Ia lalu mendekati jendela dan memeriksa teralisnya. Satu- satunya bagian yang tidak disukainya dari kamar itu. Bahan besi itu sangat kuat terpaku ke kusen, tidak akan mudah melepas atau merusaknya. Bagi gadis petualang dan kerap terusir ke jalanan seperti dirinya, menemukan jalan keluar darurat adalah suatu keharusan.
Agaknya Grisham sengaja menempatkannya di kamar tersebut agar ia tidak mudah melarikan diri. Tidak mengherankan untuk seorang piaraan baru diperlakukan tuannya yang pernah punya pengalaman dikhianati orang yang disayanginya. Entah apa definisi menyayangi bagi Grisham. Sikap dermawan dan terhormat Grisham terasa berlawanan dengan reaksinya saat ia menawarkan diri. Pria itu pun butuh pelampiasan, menyalurkan sisi gelapnya yang tidak akan diungkapnya kepada siapa pun.
Tidak perlu waktu lama, Esteva menyaksikan sendiri apa yang baru terlintas di pikirannya. Grisham masuk tanpa mengetuk pintu, bersandar di pintu seraya menutup dan mengunci kamar dari dalam. Wajah pria itu menggelap dan mata memicing tajam, berlawanan dengan wajah ramahnya saat siang hari.
Esteva berdiri dekat jendela, menoleh pada pria itu dengan sorot menyelidik, merasakan dirinya juga diselidiki oleh tatapan dingin Grisham. Esteva berusaha setenang mungkin menyapanya. "Selamat malam, Señor. Ada yang bisa saya bantu?"

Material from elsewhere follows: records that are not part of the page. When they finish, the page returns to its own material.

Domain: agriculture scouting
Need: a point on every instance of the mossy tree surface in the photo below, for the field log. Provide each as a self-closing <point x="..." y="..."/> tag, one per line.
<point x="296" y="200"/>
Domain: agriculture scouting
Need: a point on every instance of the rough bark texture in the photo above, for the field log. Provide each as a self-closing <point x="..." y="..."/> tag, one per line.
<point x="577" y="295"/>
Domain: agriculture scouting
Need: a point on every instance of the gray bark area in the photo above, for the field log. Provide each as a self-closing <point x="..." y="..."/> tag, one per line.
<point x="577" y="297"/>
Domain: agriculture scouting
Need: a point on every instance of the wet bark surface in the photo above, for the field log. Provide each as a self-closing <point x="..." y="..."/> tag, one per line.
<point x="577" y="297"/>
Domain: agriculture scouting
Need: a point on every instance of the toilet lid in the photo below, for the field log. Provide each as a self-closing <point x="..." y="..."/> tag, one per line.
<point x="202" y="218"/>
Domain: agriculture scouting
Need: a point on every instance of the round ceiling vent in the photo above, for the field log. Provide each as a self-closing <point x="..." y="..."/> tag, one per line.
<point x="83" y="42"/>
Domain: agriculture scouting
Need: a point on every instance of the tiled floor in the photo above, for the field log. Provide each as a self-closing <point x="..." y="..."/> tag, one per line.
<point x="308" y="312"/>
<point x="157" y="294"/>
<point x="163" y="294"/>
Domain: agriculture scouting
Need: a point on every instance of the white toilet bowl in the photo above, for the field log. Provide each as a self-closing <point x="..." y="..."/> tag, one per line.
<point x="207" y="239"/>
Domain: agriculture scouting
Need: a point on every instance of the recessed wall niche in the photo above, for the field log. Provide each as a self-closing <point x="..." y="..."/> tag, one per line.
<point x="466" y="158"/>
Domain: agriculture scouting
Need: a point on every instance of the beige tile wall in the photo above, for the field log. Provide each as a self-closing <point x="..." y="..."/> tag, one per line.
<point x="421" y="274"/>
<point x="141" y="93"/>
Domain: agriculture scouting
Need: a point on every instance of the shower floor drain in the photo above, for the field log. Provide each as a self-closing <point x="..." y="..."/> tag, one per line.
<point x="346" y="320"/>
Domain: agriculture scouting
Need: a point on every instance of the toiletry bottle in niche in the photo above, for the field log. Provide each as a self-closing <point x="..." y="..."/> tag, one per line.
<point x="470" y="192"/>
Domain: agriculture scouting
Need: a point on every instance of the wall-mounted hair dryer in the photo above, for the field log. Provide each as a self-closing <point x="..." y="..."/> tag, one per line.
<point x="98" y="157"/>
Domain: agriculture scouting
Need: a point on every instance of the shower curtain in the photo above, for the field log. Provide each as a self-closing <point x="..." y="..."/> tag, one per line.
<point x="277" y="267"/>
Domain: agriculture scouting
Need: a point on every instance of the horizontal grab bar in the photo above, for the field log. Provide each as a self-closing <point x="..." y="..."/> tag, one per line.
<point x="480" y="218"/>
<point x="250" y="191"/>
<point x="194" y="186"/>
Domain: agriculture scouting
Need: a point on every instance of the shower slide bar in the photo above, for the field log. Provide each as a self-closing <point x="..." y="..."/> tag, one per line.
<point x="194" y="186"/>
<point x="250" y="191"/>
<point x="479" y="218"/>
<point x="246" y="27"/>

Rahang Grisham mengeras lalu perlahan melangkah ke tengah kamar. Ia menarik pecut kuda dari belakang pinggangnya. Kedua tangannya mengenakan sarung tangan kulit hitam pekat. Tangan itu mengusap sepanjang pecut, lalu melecutkan ringan ke tangannya sendiri. Mata cokelat gelapnya tidak lepas sekejap pun dari gadis latin itu.
Tidak ada sedikit pun terkilas rasa takut atau gugup di raut manis Esteva, membuat Grisham semakin tertantang. Ia memanggil gadis itu agar mendatanginya. "Mendekat padaku, manis. Ada sesuatu yang harus kusampaikan padamu."
Tanpa ragu Esteva melangkah padanya. Kaki halus tanpa alas berpijak penuh keyakinan di hadapannya. Grisham menelusuri lekuk tubuh Esteva dengan ujung pecut, mulai dari pinggulnya, gundukan da.danya, lalu leher, dan berhenti di dagunya. "Saat kita berdua saja, aku bisa melakukan apa pun keinginanku," desis Grisham. Ia menekan ujung pecutnya agar dagu Esteva terangkat dan ia bisa menatap ke dalam sorot tidak kenal takut gadis itu. "Kau paham?"
"Baik, Tuan," jawab Esteva singkat.
Grisham melangkah lagi hingga memepet tubuh Esteva di tengah- tengah kamar itu. Bicaranya lebih pelan, tetapi lebih menekan gadis itu dengan bunyi gemeletuk rahangnya. "Sekarang katakan sejujurnya padaku, apa yang kau lakukan pada kalung Britanny."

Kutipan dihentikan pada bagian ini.